Maximum Entropy modeling assignment

  1. For this assignment you will use the NLTK senseval data to do sense disambiguation for the word hard. Below, for generality, I will use word to designate the word whose tokens we are doing sense disambiguation on. But for this assignment in particular, the only value word will have is hard.
  2. To check for access, start up python and proceed as follows:
    [gawron@ngram ~]$ python
    Python 2.5.1 (r251:54863, Jul 10 2008, 17:24:48) 
    [GCC 4.1.2 20070925 (Red Hat 4.1.2-33)] on linux2
    Type "help", "copyright", "credits" or "license" for more information.
    >>> from nltk.corpus import senseval
    >>> X = senseval.instances('hard.pos')
    >>> len(X)
    4333
    >>> X[0]
    SensevalInstance(word='hard-a', position=20,
                     context=[('``', '``'), ('he', 'PRP'), ('may', 'MD'), ('lose', 'VB'), ('all', 'DT'),
                              ('popular', 'JJ'), ('support', 'NN'), (',', ','), ('but', 'CC'),
                              ('someone', 'NN'), ('has', 'VBZ'), ('to', 'TO'), ('kill', 'VB'),
                              ('him', 'PRP'), ('to', 'TO'), ('defeat', 'VB'), ('him', 'PRP'),
                              ('and', 'CC'), ('that', 'DT'), ("'s", 'VBZ'), ('hard', 'JJ'), ('to', 'TO'),
                              ('do', 'VB'), ('.', '.'), ("''", "''")],
                     senses=('HARD1',))
    
    Note that X is a list of Senseval Instances and that a Senseval instance has a context attribute containing a part-of-speech tagged example sentence from the corpus, a senses attribute containing the answer to our classification problem for that context (the sense 'HARD1' in this case), and a position attribute telling us where in the context a form of word occurs.
  3. I have tried this on both bulba and ngram and it works for me.

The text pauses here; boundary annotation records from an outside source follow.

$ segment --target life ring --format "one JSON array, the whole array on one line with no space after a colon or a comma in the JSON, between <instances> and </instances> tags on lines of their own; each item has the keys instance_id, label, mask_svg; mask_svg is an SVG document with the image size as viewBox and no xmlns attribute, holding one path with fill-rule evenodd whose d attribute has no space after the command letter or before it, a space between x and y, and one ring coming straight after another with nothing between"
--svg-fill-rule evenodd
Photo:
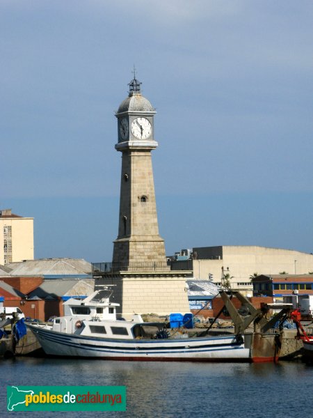
<instances>
[{"instance_id":1,"label":"life ring","mask_svg":"<svg viewBox=\"0 0 313 418\"><path fill-rule=\"evenodd\" d=\"M77 320L75 323L75 327L77 328L81 328L81 327L83 326L83 323L81 322L81 320Z\"/></svg>"}]
</instances>

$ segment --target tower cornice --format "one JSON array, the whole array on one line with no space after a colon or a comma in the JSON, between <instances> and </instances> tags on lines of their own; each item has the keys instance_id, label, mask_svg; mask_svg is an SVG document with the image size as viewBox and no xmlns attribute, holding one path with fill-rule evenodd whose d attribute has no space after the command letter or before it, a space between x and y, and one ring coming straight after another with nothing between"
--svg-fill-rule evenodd
<instances>
[{"instance_id":1,"label":"tower cornice","mask_svg":"<svg viewBox=\"0 0 313 418\"><path fill-rule=\"evenodd\" d=\"M156 141L125 141L125 142L119 142L115 144L115 150L122 151L126 149L136 150L155 150L159 144Z\"/></svg>"}]
</instances>

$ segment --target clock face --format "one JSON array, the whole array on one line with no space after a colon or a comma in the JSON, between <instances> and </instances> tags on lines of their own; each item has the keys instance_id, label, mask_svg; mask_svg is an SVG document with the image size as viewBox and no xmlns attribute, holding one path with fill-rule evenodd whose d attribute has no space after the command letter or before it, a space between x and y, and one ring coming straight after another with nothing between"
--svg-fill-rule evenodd
<instances>
[{"instance_id":1,"label":"clock face","mask_svg":"<svg viewBox=\"0 0 313 418\"><path fill-rule=\"evenodd\" d=\"M145 118L136 118L131 123L131 132L138 139L146 139L151 135L152 127Z\"/></svg>"},{"instance_id":2,"label":"clock face","mask_svg":"<svg viewBox=\"0 0 313 418\"><path fill-rule=\"evenodd\" d=\"M120 137L121 139L125 141L127 139L129 130L128 121L126 118L123 118L120 122Z\"/></svg>"}]
</instances>

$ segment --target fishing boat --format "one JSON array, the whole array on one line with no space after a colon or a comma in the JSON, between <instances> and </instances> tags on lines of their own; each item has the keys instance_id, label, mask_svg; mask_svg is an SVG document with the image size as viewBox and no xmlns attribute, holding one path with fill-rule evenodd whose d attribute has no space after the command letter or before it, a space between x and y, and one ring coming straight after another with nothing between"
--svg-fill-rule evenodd
<instances>
[{"instance_id":1,"label":"fishing boat","mask_svg":"<svg viewBox=\"0 0 313 418\"><path fill-rule=\"evenodd\" d=\"M163 323L118 319L118 304L111 303L113 291L95 291L83 301L69 300L70 314L56 318L51 325L27 324L47 355L134 361L249 361L244 338L229 334L193 336L199 334L168 328ZM203 334L201 331L200 334Z\"/></svg>"},{"instance_id":2,"label":"fishing boat","mask_svg":"<svg viewBox=\"0 0 313 418\"><path fill-rule=\"evenodd\" d=\"M83 301L69 300L65 302L68 315L55 318L51 325L27 327L45 353L52 356L145 362L278 359L273 335L241 332L210 335L209 329L170 328L165 323L145 323L140 315L134 315L131 320L121 320L116 314L118 304L110 301L112 293L112 289L105 288Z\"/></svg>"},{"instance_id":3,"label":"fishing boat","mask_svg":"<svg viewBox=\"0 0 313 418\"><path fill-rule=\"evenodd\" d=\"M305 359L313 360L313 336L308 335L301 324L301 312L300 309L295 309L291 312L291 318L297 327L296 338L302 340L303 348L302 354Z\"/></svg>"}]
</instances>

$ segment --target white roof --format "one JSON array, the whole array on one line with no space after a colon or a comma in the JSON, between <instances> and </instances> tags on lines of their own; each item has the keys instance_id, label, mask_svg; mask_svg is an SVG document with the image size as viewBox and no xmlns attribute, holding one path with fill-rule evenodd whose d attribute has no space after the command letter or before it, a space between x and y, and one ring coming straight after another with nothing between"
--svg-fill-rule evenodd
<instances>
[{"instance_id":1,"label":"white roof","mask_svg":"<svg viewBox=\"0 0 313 418\"><path fill-rule=\"evenodd\" d=\"M188 296L216 296L218 287L209 280L187 280Z\"/></svg>"},{"instance_id":2,"label":"white roof","mask_svg":"<svg viewBox=\"0 0 313 418\"><path fill-rule=\"evenodd\" d=\"M41 258L8 265L13 276L81 275L92 272L92 265L83 258Z\"/></svg>"}]
</instances>

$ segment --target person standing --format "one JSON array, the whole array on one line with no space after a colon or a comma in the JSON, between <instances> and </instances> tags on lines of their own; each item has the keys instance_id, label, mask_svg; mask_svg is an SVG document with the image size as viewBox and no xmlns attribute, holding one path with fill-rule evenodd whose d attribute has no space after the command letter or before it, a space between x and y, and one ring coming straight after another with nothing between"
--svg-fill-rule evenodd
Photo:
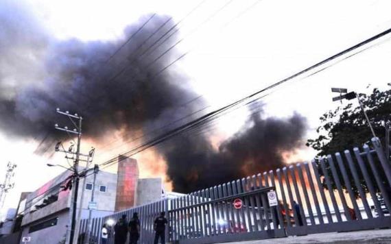
<instances>
[{"instance_id":1,"label":"person standing","mask_svg":"<svg viewBox=\"0 0 391 244\"><path fill-rule=\"evenodd\" d=\"M133 217L129 221L129 244L137 244L140 237L140 220L139 219L139 214L133 213Z\"/></svg>"},{"instance_id":2,"label":"person standing","mask_svg":"<svg viewBox=\"0 0 391 244\"><path fill-rule=\"evenodd\" d=\"M155 219L154 223L154 230L155 230L155 241L154 244L158 244L159 237L162 244L165 243L165 225L167 223L167 219L164 217L165 212L161 212L161 215Z\"/></svg>"},{"instance_id":3,"label":"person standing","mask_svg":"<svg viewBox=\"0 0 391 244\"><path fill-rule=\"evenodd\" d=\"M296 202L296 201L294 201L294 209L295 210L296 214L297 215L298 225L301 226L303 225L303 218L301 216L301 212L300 212L300 206L297 202Z\"/></svg>"},{"instance_id":4,"label":"person standing","mask_svg":"<svg viewBox=\"0 0 391 244\"><path fill-rule=\"evenodd\" d=\"M108 238L108 230L107 229L106 223L104 223L102 228L101 243L107 244Z\"/></svg>"},{"instance_id":5,"label":"person standing","mask_svg":"<svg viewBox=\"0 0 391 244\"><path fill-rule=\"evenodd\" d=\"M126 215L123 215L114 226L114 243L125 244L128 237L128 226L126 225Z\"/></svg>"}]
</instances>

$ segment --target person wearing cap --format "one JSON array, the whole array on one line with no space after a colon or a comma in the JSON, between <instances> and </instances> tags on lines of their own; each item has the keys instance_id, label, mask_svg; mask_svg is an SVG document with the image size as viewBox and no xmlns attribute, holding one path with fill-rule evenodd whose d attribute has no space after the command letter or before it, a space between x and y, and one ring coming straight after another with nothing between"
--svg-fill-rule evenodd
<instances>
[{"instance_id":1,"label":"person wearing cap","mask_svg":"<svg viewBox=\"0 0 391 244\"><path fill-rule=\"evenodd\" d=\"M128 228L130 234L129 244L137 244L140 237L140 220L139 219L139 214L137 212L133 213L133 217L129 221Z\"/></svg>"},{"instance_id":2,"label":"person wearing cap","mask_svg":"<svg viewBox=\"0 0 391 244\"><path fill-rule=\"evenodd\" d=\"M123 215L114 226L114 243L125 244L128 238L126 215Z\"/></svg>"},{"instance_id":3,"label":"person wearing cap","mask_svg":"<svg viewBox=\"0 0 391 244\"><path fill-rule=\"evenodd\" d=\"M165 225L167 223L167 219L164 217L165 212L161 212L161 215L155 219L154 223L154 230L155 230L155 241L154 244L158 244L159 238L162 244L165 243Z\"/></svg>"}]
</instances>

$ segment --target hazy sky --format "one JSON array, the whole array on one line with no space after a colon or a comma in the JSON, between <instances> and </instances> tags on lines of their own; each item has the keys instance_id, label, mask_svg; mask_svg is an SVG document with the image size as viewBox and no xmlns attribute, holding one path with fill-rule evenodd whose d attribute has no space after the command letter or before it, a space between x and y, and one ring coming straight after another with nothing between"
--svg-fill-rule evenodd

    If you have a problem, make sure the following environment variable is set in Unix (not Python):

      NLTK_DATA=/opt/lib/nltk/data
    This can be checked by typing 'echo $NLTK_DATA' to a shell:
    [gawron@ngram ~]$ echo $NLTK_DATA
    
    The shell should reply:
    /opt/lib/nltk/data
    
    If the variable is not set, enter the following line in your .bash_profile file ($HOME/.bash_profile):
    export NLTK_DATA=/opt/lib/nltk/data
    
  4. Your work will require the nltk.classify.maxent module. To test access, proceed as follows:
    [gawron@ngram ~]$ python
    Python 2.5.1 (r251:54863, Jul 10 2008, 17:24:48) 
    [GCC 4.1.2 20070925 (Red Hat 4.1.2-33)] on linux2
    Type "help", "copyright", "credits" or "license" for more information.
    >>> import nltk.classify.maxent
    >>> nltk.classify.maxent.demo()
    Training classifier...
    
    .... [lots of stuff!]....
    Optimization terminated successfully.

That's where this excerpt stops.